King’s exposure adds a layer of pressure to the potential 2016 candidates who are flocking to Iowa this month to make inroads with party leaders in the crucial primary presidential election state.
Sen. Rand Paul learned that lesson the hard way. Though the Kentucky Republican makes little more than a 20-second silent cameo in the clip from Monday, Paul received just as much attention for scurrying from the scene to avoid getting sucked into the spectacle.
“I hope he thinks about it twice before he shows up with Steve King and talks about things like immigration,” Erika Andiola, the primary activist in the clip, told MSNBC’s Jose Diaz Balart.
It was a lesson that Mitt Romney failed to learn in 2012. The GOP presidential candidate – whose immigration platform involved “self-deportation” – became the target of an ambush by DREAMers outside a fundraising event in New York. He later went on to garner a measly 27% of the Latino vote that election, leading to a massive identity crisis for the Republican Party.
The candid camera approach to confronting politicians has a long history of success for DREAMer groups, where in a number of cases, elected officials opted to engage. “It’s a very effective tactic for getting the real voices of politicians out there,” said Mohammad Abdollahi, an organizer for the National Immigrant Youth Alliance (NIYA).
Last year, two teenagers initiated a sneak attack on House Speaker John Boehner while he was eating breakfast on Capitol Hill. The Ohio Republican was confronted on a separate occasion in March – again at Pete’s Diner – by a DREAMer mom who demanded Boehner answer why he wanted to deport young immigrants. Back in 2010, the same group that approached King also caught Alabama Sen. Jeff Sessions to share the obstacles they overcame in order to graduate from college. When put on the spot in Texas, Sen. Cruz told agitators that a path to citizenship was “fundamentally unfair.”
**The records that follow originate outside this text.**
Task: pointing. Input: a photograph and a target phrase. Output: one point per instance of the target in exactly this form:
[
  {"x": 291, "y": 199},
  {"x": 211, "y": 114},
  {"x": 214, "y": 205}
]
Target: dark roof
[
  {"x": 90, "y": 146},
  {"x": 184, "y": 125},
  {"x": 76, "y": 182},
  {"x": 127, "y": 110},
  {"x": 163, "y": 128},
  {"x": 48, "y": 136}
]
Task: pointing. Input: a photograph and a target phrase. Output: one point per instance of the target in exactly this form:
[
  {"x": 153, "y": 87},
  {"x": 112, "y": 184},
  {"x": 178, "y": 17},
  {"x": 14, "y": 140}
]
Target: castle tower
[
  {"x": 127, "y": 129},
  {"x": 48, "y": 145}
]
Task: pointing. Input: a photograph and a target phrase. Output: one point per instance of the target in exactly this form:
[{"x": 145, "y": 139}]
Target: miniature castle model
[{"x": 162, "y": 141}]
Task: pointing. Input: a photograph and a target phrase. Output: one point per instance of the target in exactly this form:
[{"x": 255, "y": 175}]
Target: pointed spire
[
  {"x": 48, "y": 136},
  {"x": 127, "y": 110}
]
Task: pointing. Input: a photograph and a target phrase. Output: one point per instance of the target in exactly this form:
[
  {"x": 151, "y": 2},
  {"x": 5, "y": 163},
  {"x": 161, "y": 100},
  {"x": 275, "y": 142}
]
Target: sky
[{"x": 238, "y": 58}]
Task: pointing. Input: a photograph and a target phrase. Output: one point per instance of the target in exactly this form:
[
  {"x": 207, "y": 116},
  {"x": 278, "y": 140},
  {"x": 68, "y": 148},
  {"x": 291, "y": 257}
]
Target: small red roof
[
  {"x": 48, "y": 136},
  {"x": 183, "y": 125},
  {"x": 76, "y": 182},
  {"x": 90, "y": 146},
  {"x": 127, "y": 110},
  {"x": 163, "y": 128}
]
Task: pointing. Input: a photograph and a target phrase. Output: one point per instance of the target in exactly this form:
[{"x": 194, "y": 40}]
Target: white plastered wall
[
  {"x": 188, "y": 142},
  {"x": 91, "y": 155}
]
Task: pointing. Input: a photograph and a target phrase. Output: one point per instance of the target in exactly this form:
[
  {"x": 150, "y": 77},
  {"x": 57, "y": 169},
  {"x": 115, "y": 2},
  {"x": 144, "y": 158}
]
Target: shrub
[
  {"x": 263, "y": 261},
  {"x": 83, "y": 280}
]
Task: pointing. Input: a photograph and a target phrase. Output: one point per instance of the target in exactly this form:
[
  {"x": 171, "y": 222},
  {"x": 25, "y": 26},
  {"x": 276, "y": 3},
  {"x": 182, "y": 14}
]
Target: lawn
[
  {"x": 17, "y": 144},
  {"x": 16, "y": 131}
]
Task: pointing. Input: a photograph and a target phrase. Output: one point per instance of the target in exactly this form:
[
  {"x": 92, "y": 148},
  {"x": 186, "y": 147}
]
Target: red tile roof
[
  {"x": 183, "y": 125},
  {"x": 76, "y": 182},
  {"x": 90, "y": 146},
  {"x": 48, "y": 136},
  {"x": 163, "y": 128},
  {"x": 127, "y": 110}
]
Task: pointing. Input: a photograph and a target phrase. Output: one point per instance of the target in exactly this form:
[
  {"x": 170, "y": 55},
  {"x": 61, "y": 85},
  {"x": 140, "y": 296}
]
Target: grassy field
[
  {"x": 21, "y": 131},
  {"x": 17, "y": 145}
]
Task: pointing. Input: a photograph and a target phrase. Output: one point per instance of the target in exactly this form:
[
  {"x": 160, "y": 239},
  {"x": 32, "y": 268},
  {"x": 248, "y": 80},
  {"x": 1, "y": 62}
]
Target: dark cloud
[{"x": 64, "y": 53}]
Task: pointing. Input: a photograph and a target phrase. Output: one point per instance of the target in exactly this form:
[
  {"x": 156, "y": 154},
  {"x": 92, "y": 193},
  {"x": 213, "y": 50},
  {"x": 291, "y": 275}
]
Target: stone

Organizers are hoping to repeat the scene with a series of protests rallying against Colorado Rep. Cory Gardner, who has tried to have it both ways on the immigration debate. But it’s not just Republicans who are being targeted. In Texas, groups are staging a hunger strike outside of Democratic Rep. Henry Cuellar’s office next week in solidarity with the thousands of migrant kids who have made the trek from Central America to the U.S. border on their own. Cuellar is the architect behind the so-called HUMANE Act, which would roll back provisions of a 2008 human trafficking law designed to guarantee kids an extra layer of screening for asylum or other humanitarian relief.
“He needs to listen to his constituents. He’s not on the same side of immigrants that he says he is,” Samantha Magdaleno, executive director for the Rio Grande Valley Community DREAMers. “There’s no reason why these cases should be expedited. These are child refugees.”
It’s taken several years for the groups to assemble a clear nationwide strategy toward enacting meaningful change. But notably after the heartbreaks over the death of the DREAM Act – which would have provided conditional residency for young immigrants – and in the two years since DACA was launched, there has been a growing rebellion against complacency with the status quo of inaction – for lawmakers on both the left and the right.
“Even if they don’t have a vote,” Abdollahi said of his fellow DREAMers, ”they still have a voice.”